Mixed CPU and GPU computations
If GPU memory is a limiting factor for your computation, it may be preferable to carry out particle operations on the CPU rather than on the GPU. This involves basically 4 steps:
- At the top of the script. The JustPIC backend must be set to CPU, in contrast with other employed packages (e.g. ParallelStencil):
const backend = JustPIC.CPUBackend
- At memory allocation stage. A copy of relevant CPU arrays must be allocated on the GPU memory. For example, phase ratios on mesh vertices:
phv_GPU = @zeros(nx+1, ny+1, nz+1, celldims=(N_phases))
where N_phases
is the number of different material phases and @zeros()
allocates on the GPU.
Similarly, GPU arrays must be copied to CPU memory:
V_CPU = (
x = zeros(nx+1, ny+2, nz+2),
y = zeros(nx+2, ny+1, nz+2),
z = zeros(nx+2, ny+2, nz+1),
)
where zeros()
allocates on the CPU memory.
- At each time step. The particle will be stored on the CPU memory. It is hence necessary to transfer some information from the CPU to the GPU memory. For example, here's a transfer of phase proportions:
phv_GPU.data .= CuArray(phase_ratios.vertex).data
!!! we explicitly write CuArray
- would be better to have something more explicit like GPUArray
- is there such a thing?
- At each time step.
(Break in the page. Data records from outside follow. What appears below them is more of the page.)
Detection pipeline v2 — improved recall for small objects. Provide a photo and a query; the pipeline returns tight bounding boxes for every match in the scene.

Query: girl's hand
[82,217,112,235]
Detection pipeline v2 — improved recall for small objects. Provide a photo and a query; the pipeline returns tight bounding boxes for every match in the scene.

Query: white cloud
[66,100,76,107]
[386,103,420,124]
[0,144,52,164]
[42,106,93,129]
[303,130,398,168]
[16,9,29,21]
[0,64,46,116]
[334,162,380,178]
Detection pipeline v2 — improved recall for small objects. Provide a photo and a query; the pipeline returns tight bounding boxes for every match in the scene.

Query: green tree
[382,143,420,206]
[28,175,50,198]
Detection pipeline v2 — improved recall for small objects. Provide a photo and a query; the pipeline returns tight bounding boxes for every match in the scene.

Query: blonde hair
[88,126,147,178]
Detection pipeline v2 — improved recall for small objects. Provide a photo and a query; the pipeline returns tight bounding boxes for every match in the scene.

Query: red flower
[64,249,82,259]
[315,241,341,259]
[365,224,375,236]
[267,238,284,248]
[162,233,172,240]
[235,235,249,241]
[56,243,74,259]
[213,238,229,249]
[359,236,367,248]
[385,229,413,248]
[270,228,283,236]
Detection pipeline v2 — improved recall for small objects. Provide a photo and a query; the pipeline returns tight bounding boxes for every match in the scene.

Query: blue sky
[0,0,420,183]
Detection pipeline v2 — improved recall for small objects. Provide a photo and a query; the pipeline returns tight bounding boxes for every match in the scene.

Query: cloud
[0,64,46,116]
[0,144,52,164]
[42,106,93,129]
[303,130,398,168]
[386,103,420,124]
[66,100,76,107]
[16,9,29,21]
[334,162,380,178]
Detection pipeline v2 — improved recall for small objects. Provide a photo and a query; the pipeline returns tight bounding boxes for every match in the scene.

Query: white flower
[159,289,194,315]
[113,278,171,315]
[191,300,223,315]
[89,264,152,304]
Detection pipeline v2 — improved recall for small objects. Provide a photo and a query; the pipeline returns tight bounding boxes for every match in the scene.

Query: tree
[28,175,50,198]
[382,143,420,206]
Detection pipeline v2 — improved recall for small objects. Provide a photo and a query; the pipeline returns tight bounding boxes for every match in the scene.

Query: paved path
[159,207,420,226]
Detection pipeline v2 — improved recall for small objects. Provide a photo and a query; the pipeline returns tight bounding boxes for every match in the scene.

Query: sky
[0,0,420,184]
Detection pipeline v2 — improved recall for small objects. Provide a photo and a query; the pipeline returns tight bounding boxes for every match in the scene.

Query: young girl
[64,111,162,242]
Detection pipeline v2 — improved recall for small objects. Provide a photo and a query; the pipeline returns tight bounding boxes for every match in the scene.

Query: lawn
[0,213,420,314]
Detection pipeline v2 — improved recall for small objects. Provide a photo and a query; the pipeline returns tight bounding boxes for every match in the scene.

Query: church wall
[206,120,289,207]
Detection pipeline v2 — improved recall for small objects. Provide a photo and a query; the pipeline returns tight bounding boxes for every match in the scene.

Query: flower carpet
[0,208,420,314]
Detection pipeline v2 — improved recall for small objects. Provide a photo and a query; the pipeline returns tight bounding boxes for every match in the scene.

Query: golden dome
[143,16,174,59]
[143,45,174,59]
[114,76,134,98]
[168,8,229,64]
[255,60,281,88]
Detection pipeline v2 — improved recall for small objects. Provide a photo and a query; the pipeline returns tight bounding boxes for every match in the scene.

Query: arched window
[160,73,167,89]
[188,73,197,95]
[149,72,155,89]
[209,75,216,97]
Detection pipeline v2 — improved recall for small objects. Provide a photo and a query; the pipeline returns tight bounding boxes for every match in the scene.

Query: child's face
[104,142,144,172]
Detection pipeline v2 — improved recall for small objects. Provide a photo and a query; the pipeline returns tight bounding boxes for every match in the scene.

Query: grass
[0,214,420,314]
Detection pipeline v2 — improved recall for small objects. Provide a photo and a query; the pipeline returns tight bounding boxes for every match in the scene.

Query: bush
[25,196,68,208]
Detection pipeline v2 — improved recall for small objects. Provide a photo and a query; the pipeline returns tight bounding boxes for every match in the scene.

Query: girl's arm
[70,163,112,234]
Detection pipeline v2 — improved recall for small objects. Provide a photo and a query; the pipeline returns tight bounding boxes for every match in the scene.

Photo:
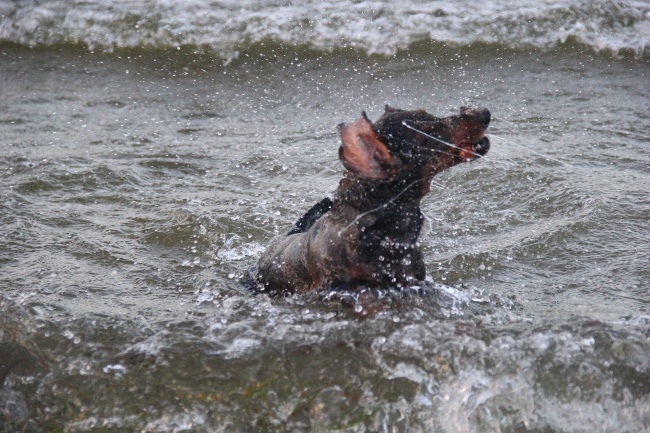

Once velocity computation are finalised on the GPU, they need to be transferred to the CPU:
V_CPU.x .= TA(backend)(V.x)
V_CPU.y .= TA(backend)(V.y)
V_CPU.z .= TA(backend)(V.z)
Advection can then be applied by calling the advection()
function:
advection!(particles, RungeKutta2(), values(V), (grid_vx, grid_vy, grid_vz), Δt)